For those voters who normally support Fico’s opponents, the centre-right parties, this was a referendum on Robert Fico, Slosiarik noted. Kiska was a more acceptable candidate for them, and by voting for him, they were in fact assessing the Fico government’s performance. On the other hand, Kiska also managed to mobilise the so-called protest-voters with their anti-establishment mood, by criticising political parties in general, Slosiarik added.
“This was an important message for the people with no party preferences,” Slosiarik told The Slovak Spectator, noting that these are the people who would hesitate over whom to pick in parliamentary elections, or wouldn’t even vote at all.
The fact that all of Fico’s three main opponents in this race were from outside the traditional political parties shows that something is happening within these parties, said Marek Rybář, a political scientist with the School of Political Sciences at Comenius University.
According to Rybář, the fact that Kiska won as an independent and non-political candidate without any links to political parties or a political past is “a huge change”.
“It means that in this election there are several victors and one main defeated; this main defeated is Robert Fico,” Rybář told The Slovak Spectator, adding that Fico certainly had not assumed at the time he announced his candidacy that things might work out this way.

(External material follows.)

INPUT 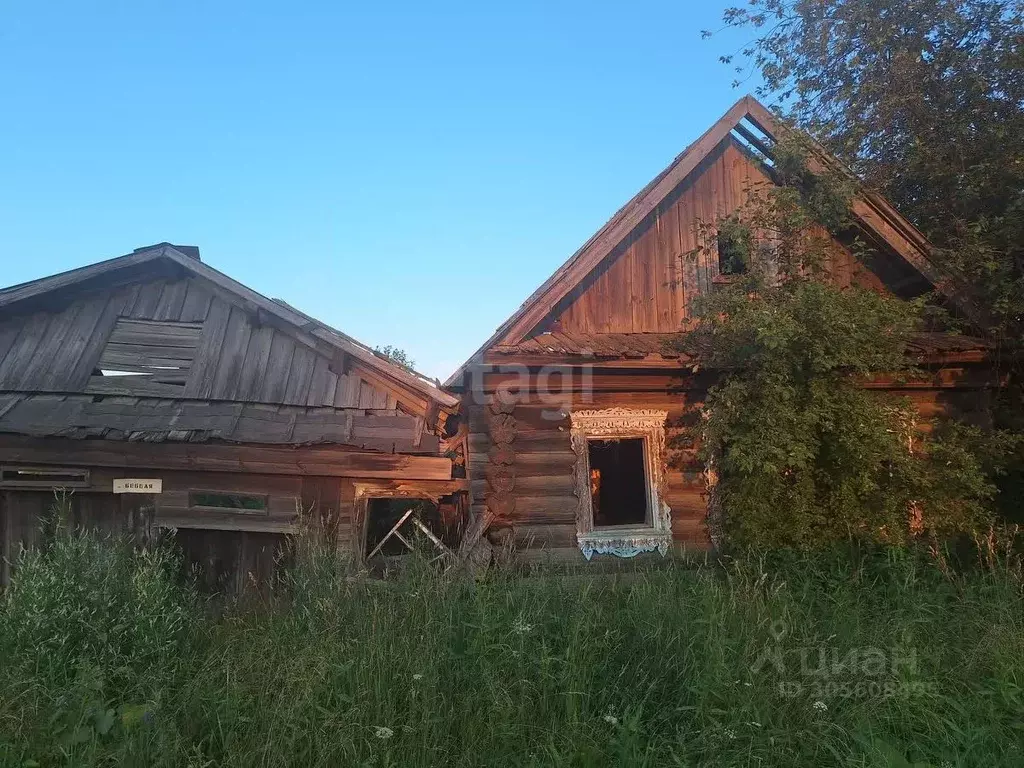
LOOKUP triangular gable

Kiska said he would strive to give politics a more human face and that he is now set to fulfil the promises he has made.
“I promise that I will try to fulfil what we need so much,” Kiska said, as quoted by the TASR newswire at his first post-election briefing, specifying that he means giving a more human face to politics while “restoring faith in decency”.
Kiska restated that he wants to be a president of all the citizens and that he wants to motivate and unify them.

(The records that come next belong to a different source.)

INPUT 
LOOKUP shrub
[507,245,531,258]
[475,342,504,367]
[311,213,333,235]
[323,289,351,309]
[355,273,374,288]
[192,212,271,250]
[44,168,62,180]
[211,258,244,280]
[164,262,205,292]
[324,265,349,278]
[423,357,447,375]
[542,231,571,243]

“Slovakia is a country of amazing people and it is only up to us how we will use everything we have here for making people proud of this country so that young people want to live here and feel good here,” Kiska said.
Who is Kiska?
Andrej Kiska was the first candidate to announce his intention to run for president, almost two years before the actual election. He is known mainly as the founder of the Quatro and Triangel instalment companies, which he founded with his brother to fill a void in the market, and earned a fortune as a result. In 2006, the two companies were sold to VÚB Bank, and Kiska, together with his friend, founded the Good Angel charity project, which helps cancer patients and has become very popular in the country thanks to its transparent system of donations. During the campaign, Kiska was accused of misusing the charity project for political ends, but he denied such allegations.
Kiska claims he decided to run for president after his experience in business and charity allowed him to see that there are obstacles for citizens who want to do meaningful things in those two areas.

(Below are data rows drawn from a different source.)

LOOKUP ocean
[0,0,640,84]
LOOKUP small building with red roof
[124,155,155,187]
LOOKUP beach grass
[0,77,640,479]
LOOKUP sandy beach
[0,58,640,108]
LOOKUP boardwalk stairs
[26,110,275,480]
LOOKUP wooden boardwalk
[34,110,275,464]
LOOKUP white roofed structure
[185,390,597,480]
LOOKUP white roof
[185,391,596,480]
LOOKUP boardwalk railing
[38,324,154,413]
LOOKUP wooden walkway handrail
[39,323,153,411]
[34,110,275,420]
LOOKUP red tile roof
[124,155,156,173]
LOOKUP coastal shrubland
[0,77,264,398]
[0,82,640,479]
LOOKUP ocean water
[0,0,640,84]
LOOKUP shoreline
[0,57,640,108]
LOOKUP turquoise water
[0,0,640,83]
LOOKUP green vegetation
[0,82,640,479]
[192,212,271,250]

The main messages of his election campaign had been his independence and absence of links to politicians, as well as the need to create a counterweight to the ruling power in the presidential office, a claim which he used against his main competitor, Fico, whose party currently controls most of the high state offices except for the presidency.
Kiska had been favoured to make it to the second round to face Fico since about a month before the election, but his advancing with an almost equal percentage of votes against Fico came as a surprise.
Fico and Kiska thus entered the campaign before the run-off as equally strong candidates. In his campaign, Kiska mainly focused on stressing his business and charity experience. He was a target of a tough negative campaign, with anonymous leaflets and Fico accusing him of having ties with Scientologists and of practicing usury. Kiska denied those claims and filed a criminal complaint against Fico.
Kiska ran as an independent candidate, but all his major opponents from the first round supported him against Fico in the run-off, as did the major political parties on the Slovak political scene, with the obvious exception of Smer.